If you declare them as the first one like you declare as:
public class Test {
int value = 100;
public Test() {
}
}
It would be more of a readable format as you're assigning them value directly, no need to view from constructor.
It would be better also for If you have more than one constructor, you don't have to repeat the initializations (and you cannot forget them).
Whenever a class is created the constructor is initialized first. So, when you declare or define a variable inside the constructor the memory is allocated to that variable at first and then the process will be continued.
Currently in your example, there is just one field and you are deciding which way of initializing is better than the other.
But, if you increase the complexity by initializing a lot of fields (say 30 or 40), then it does make a lot of difference.

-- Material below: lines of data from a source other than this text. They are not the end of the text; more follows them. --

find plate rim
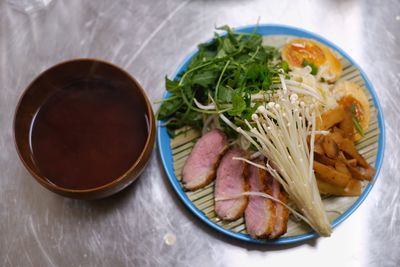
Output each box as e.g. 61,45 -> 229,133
157,23 -> 385,245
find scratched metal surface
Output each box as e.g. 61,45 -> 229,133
0,0 -> 400,266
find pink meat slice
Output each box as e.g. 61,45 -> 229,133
182,129 -> 228,190
244,159 -> 275,238
267,174 -> 289,239
214,148 -> 248,220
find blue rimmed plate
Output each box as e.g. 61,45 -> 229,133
157,24 -> 385,244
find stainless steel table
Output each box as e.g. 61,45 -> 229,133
0,0 -> 400,267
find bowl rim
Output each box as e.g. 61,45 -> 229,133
157,23 -> 385,245
12,58 -> 156,194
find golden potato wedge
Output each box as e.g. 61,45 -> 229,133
335,160 -> 351,176
333,81 -> 371,141
314,151 -> 336,167
316,105 -> 345,130
338,138 -> 370,168
348,166 -> 375,181
339,106 -> 354,141
314,161 -> 351,188
322,135 -> 339,159
317,179 -> 361,196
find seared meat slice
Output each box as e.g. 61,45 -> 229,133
267,173 -> 289,239
182,130 -> 228,190
244,159 -> 275,238
214,148 -> 248,220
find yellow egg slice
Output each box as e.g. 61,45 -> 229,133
333,81 -> 371,141
282,38 -> 342,83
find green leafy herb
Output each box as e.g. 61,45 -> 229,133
157,26 -> 282,137
351,103 -> 365,136
303,59 -> 318,75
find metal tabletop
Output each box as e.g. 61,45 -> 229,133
0,0 -> 400,267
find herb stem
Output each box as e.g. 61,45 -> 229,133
214,60 -> 231,109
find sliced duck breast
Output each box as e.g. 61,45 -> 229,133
182,129 -> 228,190
214,148 -> 248,220
267,173 -> 289,239
245,159 -> 275,238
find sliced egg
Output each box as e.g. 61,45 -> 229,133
333,81 -> 371,141
282,38 -> 342,83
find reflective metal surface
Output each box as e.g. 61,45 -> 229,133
0,0 -> 400,266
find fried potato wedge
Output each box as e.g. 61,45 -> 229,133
317,179 -> 361,196
322,135 -> 339,159
316,105 -> 345,130
314,161 -> 351,188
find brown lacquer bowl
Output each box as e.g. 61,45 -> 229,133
14,59 -> 156,199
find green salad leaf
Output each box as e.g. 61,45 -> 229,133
157,26 -> 282,137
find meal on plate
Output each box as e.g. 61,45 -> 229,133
158,26 -> 375,239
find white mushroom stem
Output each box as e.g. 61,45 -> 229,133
220,75 -> 332,236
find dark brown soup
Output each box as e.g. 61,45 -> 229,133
31,81 -> 148,189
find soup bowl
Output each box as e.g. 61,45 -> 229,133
13,59 -> 156,199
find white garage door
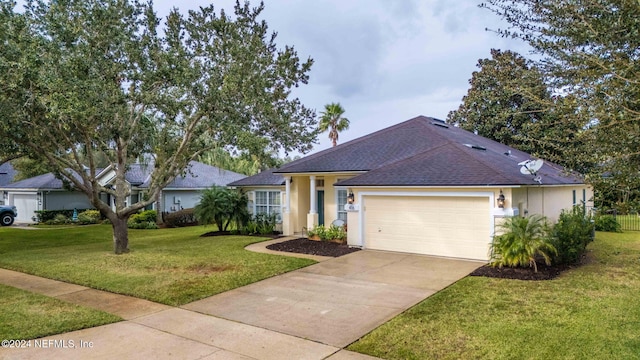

In this situation, consider what Joshua Bloch has to say on initializing through constructors.
Below is the summary,
The telescoping constructor pattern works, but it is hard to write
client code when there are many parameters, and harder still to read
it.
The solution is a form of Builder pattern where instead of making
the desired object directly, the client calls a constructor (or
static factory) with all of the required parameters and gets a
builder object.
I'm not talking about bytecode, but they can differ semantically (if you have multiple constructors),
The field will be always initialized to 100 if you define it as below, no matter which constructor is called:
int field = 100;
but otherwise you shall initialize the field in each constructor.
Your class may have just a single constructor, but just think, will there be any other constructor in future releases of your class?